Sujet du bac : Écrire un poème en prose racontant un moment privilégié en compagnie des autres. Votre poème commencera par "Enfin ! Réunis !".
Enfin ! Réunis ! Le silence est enfin comblé de rires et de cris. Durant quelques heures, la nuit nous appartient.
Enfin ! L'attente de cet instant, seule, était étouffant. Inquiétant.
Enfin ! La musique résonne, partout en nous, dans nos têtes, sur nos corps, dans nos cœurs.
Terrible solitude ! Triste solitude. J'observe les visages, vos visages ! Vos visages emplis de joie et d'insouciance. Effacés les tracas de la vie, la déception d'hier et la peur de demain. Plus de plus sur le front, plus de plaies sur le cœur. L'anesthésie d'un temps, que crée cette euphorie, vaut bien plus que l'argent, même bien plus que la vie.
Les peaux qui se frôlent, les poils qui se dressent, les yeux qui se croisent et les cœurs qui s'ouvrent. Les chuchotements tout bas, les membres qui se tendent, les ragots qui s'échangent et les sourires en coin.
Mais qui, en cet instant précis, pourrait bien désirer une autre destinée ? Et que de belles paroles que celui qui pourrait me démontrer que la solitude, l'horrible solitude, est bien plus attrayante, que ce moment passé, entouré d'êtres chers et comblé à jamais. Car rien ne parviendra jamais à égaler, ces douces nuits d'été où nous étions heureux.
Et je regarde vos gestes, et j'admire vos sourires, et je prie ! Oui je prie, je prie pour toujours rester avec vous, pour que vous ne m'abandonniez jamais. Je prie pour ne jamais être seule, pour toujours vivre entourée.
Vous dansez, vous mangez, vous riez. Rien de plus simple ? Et pourtant, c'est fascinant. Hypnotisant. Car chacun de nous a sa place, chacun empli son rôle. Une absence ne peut passer inaperçue, tout comme une nouvelle arrivée. Nous sommes les rouages de la vie et quelle utilité peut bien avoir un rouage seul, sans aucun autre pour le faire tourner et aucun autre à faire tourner ?
Ce sont les flots de paroles qui alimentent mes veines, ce sont les rires qui font battre mon cœur. Et cet air de la nuit rafraîchi mon visage, et mes lèvres s'incurvent, laissant voir mon sourire, et je m'en vais danser.
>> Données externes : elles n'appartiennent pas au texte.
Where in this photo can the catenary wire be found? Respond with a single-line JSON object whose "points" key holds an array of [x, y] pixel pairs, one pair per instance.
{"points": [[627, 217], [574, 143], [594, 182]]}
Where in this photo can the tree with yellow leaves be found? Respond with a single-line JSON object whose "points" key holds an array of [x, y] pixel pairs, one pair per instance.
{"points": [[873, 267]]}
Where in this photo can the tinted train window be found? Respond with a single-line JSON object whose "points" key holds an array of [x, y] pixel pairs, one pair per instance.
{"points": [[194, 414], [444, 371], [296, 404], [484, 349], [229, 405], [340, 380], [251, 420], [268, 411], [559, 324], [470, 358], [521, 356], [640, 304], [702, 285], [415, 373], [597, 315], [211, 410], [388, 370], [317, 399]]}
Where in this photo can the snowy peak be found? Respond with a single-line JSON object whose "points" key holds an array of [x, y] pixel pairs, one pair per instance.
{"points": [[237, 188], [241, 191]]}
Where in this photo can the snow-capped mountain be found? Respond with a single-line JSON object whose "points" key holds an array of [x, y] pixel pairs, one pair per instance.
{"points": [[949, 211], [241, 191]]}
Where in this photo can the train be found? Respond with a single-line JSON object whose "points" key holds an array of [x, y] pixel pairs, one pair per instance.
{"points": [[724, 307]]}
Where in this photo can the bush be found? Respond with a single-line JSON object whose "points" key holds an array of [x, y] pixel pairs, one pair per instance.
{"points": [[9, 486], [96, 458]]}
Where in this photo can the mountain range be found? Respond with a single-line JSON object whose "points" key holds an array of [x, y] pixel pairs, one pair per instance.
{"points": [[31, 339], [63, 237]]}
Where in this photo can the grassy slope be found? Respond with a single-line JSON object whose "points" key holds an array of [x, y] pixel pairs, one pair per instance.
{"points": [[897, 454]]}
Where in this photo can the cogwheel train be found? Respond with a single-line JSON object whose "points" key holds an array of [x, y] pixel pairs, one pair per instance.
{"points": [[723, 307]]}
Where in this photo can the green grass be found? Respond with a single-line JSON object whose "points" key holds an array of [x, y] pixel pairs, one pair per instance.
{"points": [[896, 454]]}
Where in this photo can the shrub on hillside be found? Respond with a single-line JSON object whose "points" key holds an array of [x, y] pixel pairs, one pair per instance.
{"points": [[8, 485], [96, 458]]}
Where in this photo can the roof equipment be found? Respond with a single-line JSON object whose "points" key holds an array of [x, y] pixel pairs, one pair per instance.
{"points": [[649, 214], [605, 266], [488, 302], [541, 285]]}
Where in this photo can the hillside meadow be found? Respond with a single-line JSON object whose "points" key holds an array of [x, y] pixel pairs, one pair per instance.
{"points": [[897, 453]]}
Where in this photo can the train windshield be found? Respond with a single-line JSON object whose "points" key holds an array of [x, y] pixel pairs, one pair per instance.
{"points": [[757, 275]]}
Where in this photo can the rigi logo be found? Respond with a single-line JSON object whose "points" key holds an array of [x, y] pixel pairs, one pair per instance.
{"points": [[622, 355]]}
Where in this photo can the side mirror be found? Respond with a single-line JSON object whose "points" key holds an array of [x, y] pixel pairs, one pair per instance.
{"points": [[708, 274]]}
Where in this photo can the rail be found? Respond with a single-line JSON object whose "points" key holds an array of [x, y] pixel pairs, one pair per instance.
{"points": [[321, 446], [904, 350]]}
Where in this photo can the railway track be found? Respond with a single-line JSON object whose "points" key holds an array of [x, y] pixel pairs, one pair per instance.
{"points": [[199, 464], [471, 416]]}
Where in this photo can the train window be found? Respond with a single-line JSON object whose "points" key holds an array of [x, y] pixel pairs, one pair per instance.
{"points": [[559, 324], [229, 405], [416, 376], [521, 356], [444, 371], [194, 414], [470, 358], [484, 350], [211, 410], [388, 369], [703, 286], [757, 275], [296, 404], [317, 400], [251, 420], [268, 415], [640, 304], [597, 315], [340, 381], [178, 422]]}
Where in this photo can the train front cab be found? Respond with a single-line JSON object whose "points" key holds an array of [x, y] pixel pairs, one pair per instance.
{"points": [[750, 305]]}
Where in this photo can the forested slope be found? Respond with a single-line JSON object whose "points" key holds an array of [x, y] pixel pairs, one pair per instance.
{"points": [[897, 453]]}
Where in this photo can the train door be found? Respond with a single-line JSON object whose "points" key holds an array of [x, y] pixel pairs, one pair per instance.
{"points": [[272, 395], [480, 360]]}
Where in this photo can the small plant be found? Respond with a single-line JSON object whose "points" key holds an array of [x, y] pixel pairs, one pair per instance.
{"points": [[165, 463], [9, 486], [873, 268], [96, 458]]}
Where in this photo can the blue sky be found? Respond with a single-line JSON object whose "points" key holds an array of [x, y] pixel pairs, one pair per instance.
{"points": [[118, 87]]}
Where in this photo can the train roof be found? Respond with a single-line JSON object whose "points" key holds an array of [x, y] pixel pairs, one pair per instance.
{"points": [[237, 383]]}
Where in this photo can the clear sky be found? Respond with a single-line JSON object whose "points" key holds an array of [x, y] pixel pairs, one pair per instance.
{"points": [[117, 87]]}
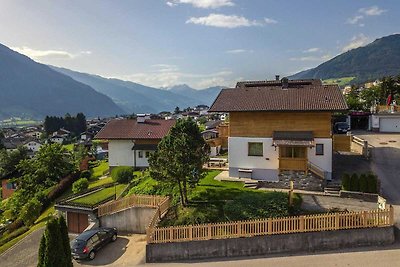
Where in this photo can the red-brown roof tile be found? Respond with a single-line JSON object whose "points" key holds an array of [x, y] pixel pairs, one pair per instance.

Enfin ! Réunis ! La fatigue nous gagne et chacun trouve à s'assoir. Seules nos ombres continuent de danser, se mêlant entre elles, le long des murs, jusqu'à ne plus se distinguer. La musique est éteinte et les rires diminuent, les voix deviennent murmures et les pas feutrés.
Et dans le silence de la nuit, cette nuit qui nous appartient, les corps s'affaissent, un à un, et les paupières tombent, deux à deux. Et pour une fois moi aussi, le sommeil me gagne, et Morphée m'emporte dans ses bras, comblée. Enfin.